The Economic Cost of Sandy
Board: Macro Economics
Already was a good analysis from a fellow Fool that the initial this early morning impression, best case scenario is a 1% hit to 4Q2012 GDP growth. That figure will only get worse as things get added up. Major impacts to GDP looking through the mountain of reports:
1) Unknown number of structures that are going to be uninhabitable. Remember, a lot of these properties were not covered under flood insurance. It's going to be out of pocket and guaranteed government loans for rebuilding. There are homes destroyed from Massachusetts to Ohio to North Carolina. Need to see how many.

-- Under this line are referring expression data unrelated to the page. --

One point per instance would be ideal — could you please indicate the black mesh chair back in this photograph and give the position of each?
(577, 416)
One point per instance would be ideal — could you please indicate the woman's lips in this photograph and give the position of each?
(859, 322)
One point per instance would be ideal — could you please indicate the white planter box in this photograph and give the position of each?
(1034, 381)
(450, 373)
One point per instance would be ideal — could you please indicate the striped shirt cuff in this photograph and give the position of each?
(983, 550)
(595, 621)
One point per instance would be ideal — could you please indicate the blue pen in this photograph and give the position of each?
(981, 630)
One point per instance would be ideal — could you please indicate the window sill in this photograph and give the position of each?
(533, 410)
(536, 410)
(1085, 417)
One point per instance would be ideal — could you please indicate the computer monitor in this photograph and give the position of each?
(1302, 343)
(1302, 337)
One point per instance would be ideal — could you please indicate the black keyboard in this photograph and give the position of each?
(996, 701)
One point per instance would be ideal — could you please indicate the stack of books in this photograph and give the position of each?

2) No NYC subway for 5 days - minimum - before full operation. That means not only can workers not get into Manhattan, but the essential workers, the ones needed for clean up, will have the hardest time with no transit solution.

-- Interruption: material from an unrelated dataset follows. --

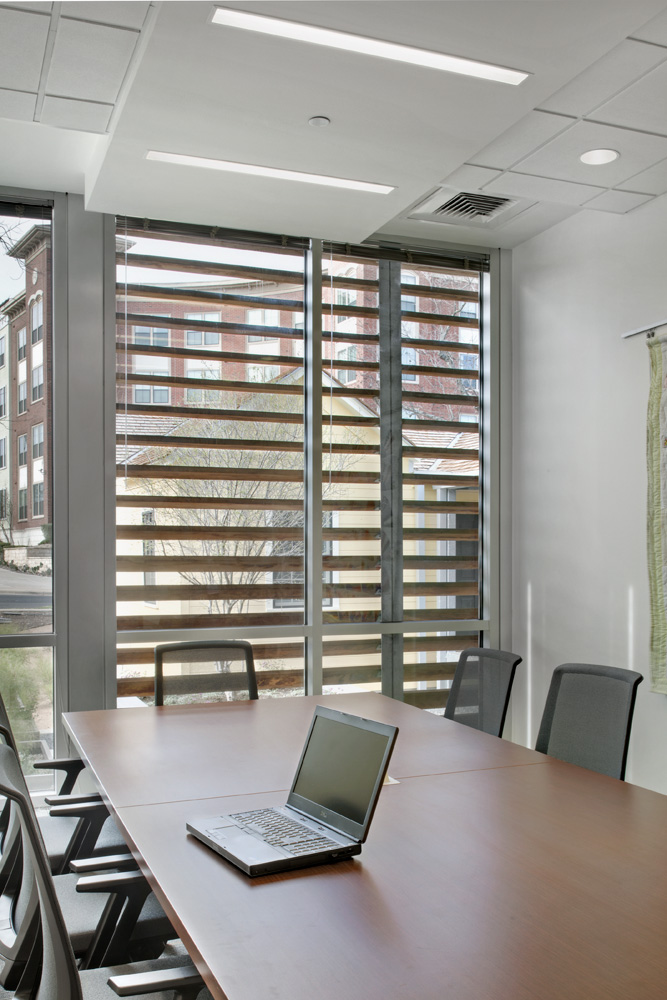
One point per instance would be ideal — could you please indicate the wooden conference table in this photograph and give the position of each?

3) No power from 39th down to the Battery, minimum 5 days. This includes many global business centers. Despite the insistence from fellow Fools that the lights were out because Con-Ed turned them off, we now know the story - as I posted yesterday. A major transformer farm succumb to the storm surge and has been destroyed.
4) The Atlantic City Boardwalk is destroyed. We're talking hand of God, nothing left but shattered buildings, foundations and pilings destroyed.
5) Eight million CUSTOMERS in the dark, some will be without power for weeks. A CUSTOMER is different than a person. A customer in New York city could be a wealthy person in a stand alone home or a 50 story apartment building. The number of PEOPLE in the dark is much, much bigger. This includes businesses that can't operate.
6) Fleets of NYC taxis and buses are underwater. This will have a serious impact on transportation infrastructure lowering the number of available vehicles. The flooded fleets should be covered by insurance claims.
I'll keep adding to this thread over the next few days. I think GDP loss in the 4th quarter could go as high as 3%, and 4Q2012 will show negative growth.
Now, for the Foolish investor. Where are the wins? Home Depot and Lowes are going to be no brainers. Both stores do well after major disasters, they are both good at logistics and JIT of critical inventory, and more so for Home Depot, on the rebound after the economic meltdown. Full disclosure - I do own HD stock.
I would look at suppliers for the power and utilities industries - they are going to be moving materials and services.
Nissan should be a winner given any Ford Panther body cab sitting under water is likely to be replaced by a new Nissan. After an initial shock in car sales, those who have cars flooded will need to replace (once the ECM gets wet, a modern car is dead) so I would see a lift for the auto makers.
Longer term I think cloud service providers could be winner, as companies that need to replace infrastructure will look more to the cloud, both from a cost savings and security stand point.